Ah et bien on y arrive ! 😉 Ceci dit : essayez donc de regarder une gargouille ou une colonne sans avoir au préalable admiré l’ensemble de la cathédrale, ressenti sa force, admiré son entièreté. L’ordre de la vision dans un tel cas impose à la sensation et au regard. Et l’on admire cette gargouille ou cette colonne parce qu’elle est part de la cathédrale. Il devrait en être de même avec toute œuvre. Revenir aux détails (épisodes, morceaux, etc.) qu’après l’ensemble. C’est non seulement esthétiquement Essentiel, mais dans d’autres cas que l’architecture, c’est aussi respecter l’artiste, et son travail. Reste que : admettons que l’on picore (rrr) Proust – ok, bon, bref. Mais pas Don Quichotte ! C’est tellement fantastique, l’évolution des personnages importe dans ce roman ! A moins que vous n’ayez lu une version antique qui vous amène à employer les mots enluminures, tarabiscoté et ciselé : mais pas du tout ! Je recommande, au besoin, la traduction d’Aline Schumann chez Seuil. Excellente (et permettez-moi d’ajouter que j’en sais quelque chose). D’ailleurs pour nb et ps : j’en connais beaucoup qui vous contrediraient allègrement sur les « longs passages inutiles » dans l’oeuvre de Balzac (et à eux je leur réponds rudement : ce n’est pas parce que vous n’êtes pas en mesure d’apprécier faute d’intelligence ou de goût qu’une chose est inutile. Je me méfie de ceux qui estiment qu’en art une chose ou l’autre puisse être inutile. Quelle horreur : l’utilité en art ! Nous sommes bien dans l’ère du petit commerce). Balzac a été ma première passion littéraire, alors…

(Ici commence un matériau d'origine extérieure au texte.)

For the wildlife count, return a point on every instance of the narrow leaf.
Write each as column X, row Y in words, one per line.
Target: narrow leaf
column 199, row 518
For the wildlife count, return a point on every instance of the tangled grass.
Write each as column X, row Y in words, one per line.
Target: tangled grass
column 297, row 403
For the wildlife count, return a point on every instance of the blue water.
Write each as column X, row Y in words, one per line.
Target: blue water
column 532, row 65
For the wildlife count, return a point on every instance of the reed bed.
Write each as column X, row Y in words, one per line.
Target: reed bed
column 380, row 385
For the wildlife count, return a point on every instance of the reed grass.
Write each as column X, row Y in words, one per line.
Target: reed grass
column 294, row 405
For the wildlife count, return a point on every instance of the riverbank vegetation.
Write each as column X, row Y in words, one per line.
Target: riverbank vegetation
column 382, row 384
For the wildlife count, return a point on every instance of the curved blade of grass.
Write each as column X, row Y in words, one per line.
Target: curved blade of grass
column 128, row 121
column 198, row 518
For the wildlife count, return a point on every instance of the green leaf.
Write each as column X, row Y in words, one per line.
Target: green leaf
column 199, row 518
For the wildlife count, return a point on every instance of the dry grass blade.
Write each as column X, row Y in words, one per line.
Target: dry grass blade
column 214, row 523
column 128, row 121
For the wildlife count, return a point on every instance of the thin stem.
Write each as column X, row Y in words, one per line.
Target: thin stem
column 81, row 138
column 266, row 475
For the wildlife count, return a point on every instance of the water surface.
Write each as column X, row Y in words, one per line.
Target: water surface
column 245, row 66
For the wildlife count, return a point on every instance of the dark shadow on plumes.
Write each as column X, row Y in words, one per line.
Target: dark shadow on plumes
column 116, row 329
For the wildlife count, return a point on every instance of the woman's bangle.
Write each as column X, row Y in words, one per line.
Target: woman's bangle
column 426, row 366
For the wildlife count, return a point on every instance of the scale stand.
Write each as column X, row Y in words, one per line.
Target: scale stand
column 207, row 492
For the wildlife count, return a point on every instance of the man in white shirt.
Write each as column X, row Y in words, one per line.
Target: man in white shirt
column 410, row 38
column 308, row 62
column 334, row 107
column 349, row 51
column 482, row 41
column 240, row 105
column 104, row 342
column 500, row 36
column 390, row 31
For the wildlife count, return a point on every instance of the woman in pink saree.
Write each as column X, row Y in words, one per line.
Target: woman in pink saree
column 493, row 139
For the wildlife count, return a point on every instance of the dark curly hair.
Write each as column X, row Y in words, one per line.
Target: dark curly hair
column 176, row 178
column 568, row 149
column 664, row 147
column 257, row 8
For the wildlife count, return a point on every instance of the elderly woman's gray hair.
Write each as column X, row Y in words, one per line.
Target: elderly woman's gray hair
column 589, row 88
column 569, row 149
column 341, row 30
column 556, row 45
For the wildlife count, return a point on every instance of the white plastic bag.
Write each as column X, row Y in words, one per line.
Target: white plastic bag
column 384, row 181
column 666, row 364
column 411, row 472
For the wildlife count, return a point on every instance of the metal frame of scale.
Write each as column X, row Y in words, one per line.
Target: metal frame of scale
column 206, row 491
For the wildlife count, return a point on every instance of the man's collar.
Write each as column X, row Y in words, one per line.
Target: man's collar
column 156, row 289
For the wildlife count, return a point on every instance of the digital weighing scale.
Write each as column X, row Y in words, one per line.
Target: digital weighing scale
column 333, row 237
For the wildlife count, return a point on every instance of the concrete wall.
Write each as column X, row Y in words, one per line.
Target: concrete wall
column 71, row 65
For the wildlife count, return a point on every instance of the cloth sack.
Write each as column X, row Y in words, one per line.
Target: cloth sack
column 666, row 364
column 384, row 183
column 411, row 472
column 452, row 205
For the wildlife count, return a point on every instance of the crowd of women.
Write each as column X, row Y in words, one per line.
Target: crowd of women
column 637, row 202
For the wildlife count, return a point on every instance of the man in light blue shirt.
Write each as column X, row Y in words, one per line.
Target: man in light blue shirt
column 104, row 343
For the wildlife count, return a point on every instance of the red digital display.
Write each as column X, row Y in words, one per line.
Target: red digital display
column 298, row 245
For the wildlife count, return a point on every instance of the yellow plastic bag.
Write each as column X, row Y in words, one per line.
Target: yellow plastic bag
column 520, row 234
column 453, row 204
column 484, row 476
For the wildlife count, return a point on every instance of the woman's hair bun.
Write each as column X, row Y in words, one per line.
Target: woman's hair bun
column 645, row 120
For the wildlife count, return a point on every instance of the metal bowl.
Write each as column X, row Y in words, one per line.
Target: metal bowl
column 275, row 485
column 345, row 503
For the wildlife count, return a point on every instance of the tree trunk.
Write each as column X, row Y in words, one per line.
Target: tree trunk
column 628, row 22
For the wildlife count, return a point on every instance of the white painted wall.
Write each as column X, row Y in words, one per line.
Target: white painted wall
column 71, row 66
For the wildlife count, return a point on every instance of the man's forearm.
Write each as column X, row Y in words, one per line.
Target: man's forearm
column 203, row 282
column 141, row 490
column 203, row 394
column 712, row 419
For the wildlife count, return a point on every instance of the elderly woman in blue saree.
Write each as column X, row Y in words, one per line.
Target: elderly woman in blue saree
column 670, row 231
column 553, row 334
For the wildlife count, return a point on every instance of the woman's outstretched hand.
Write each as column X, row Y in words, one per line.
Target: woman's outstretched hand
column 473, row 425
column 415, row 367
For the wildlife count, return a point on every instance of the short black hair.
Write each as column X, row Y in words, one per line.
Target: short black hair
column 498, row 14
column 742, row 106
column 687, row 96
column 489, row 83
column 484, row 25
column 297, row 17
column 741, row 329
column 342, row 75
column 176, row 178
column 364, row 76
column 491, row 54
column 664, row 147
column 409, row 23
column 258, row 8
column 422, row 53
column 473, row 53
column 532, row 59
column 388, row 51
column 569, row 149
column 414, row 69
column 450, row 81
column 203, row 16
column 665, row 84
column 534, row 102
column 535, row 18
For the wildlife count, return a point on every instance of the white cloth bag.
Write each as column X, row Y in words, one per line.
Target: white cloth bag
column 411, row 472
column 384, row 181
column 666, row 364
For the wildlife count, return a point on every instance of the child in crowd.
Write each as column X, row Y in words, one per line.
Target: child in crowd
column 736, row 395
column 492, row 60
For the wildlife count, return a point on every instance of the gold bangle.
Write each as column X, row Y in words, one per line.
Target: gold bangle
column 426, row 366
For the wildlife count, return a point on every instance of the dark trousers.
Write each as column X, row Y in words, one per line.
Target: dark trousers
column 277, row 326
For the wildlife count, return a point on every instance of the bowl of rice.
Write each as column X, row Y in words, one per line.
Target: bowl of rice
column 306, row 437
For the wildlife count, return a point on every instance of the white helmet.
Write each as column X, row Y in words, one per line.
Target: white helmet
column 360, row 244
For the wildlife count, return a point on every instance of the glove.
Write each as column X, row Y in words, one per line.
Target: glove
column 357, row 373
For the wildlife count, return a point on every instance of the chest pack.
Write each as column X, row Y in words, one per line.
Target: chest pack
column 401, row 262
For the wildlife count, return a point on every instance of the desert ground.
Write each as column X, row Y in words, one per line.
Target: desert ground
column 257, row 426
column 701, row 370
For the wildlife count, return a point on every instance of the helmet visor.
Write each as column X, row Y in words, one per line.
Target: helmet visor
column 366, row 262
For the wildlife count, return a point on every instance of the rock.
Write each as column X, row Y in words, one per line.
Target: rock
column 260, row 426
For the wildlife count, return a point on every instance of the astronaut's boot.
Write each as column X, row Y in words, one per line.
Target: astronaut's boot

Pour Don Quichotte, je connais moins, je n’ai lu que les premiers chapitres (la faute au format Pléiade, qui habille bien une bibliothèque mais que je trouve désagréable à lire !) mais ces quelques pages m’avaient donné la sensation que c’est ce genre d’écriture pétillante et bien tournée qu’on pourrait ouvrir à n’importe quelle page et se régaler. Quant à Balzac, vous m’avez mal compris si vous retenez que je juge inutile ses « longs passages ». Balzac est au contraire un contre-exemple de « l’auteur-fleuve » : tout est nécessaire, chaque chapitre soutient l’autre et les longues descriptions sont rarement gratuites, elles sont souvent l’occasion de brosser un aspect social ou politique de l’histoire.
Merci en tout cas pour cette charmante « tertulia » !
Non non je vous avais parfaitement compris c’était juste pour signifier que j’enrage de la même manière quand on me dit que ces passages chez Balzac sont inutiles… et j’étais bien sûre que sur ce point vous seriez d’accord. Alors voilà, vous avez tout gagné ce jour : il va vous falloir (oh comme j’aimerais ne pas l’avoir lu du tout pour m’y plonger avec un œil vierge) lire Don Quichotte dans l’ordre et en entier ! (vous parliez donc d’une œuvre non lue… hum.) Merci à vous ! Je parlerai peut-être de ce sujet et de cette tertulia sur mon blog prochainement (allez savoir).
Notez que mon argument initial n’incluait pas Don Quichotte ! C’est vous qui l’avez introduit et je n’ai fait qu’extrapoler pour rebondir… Merci de votre passage.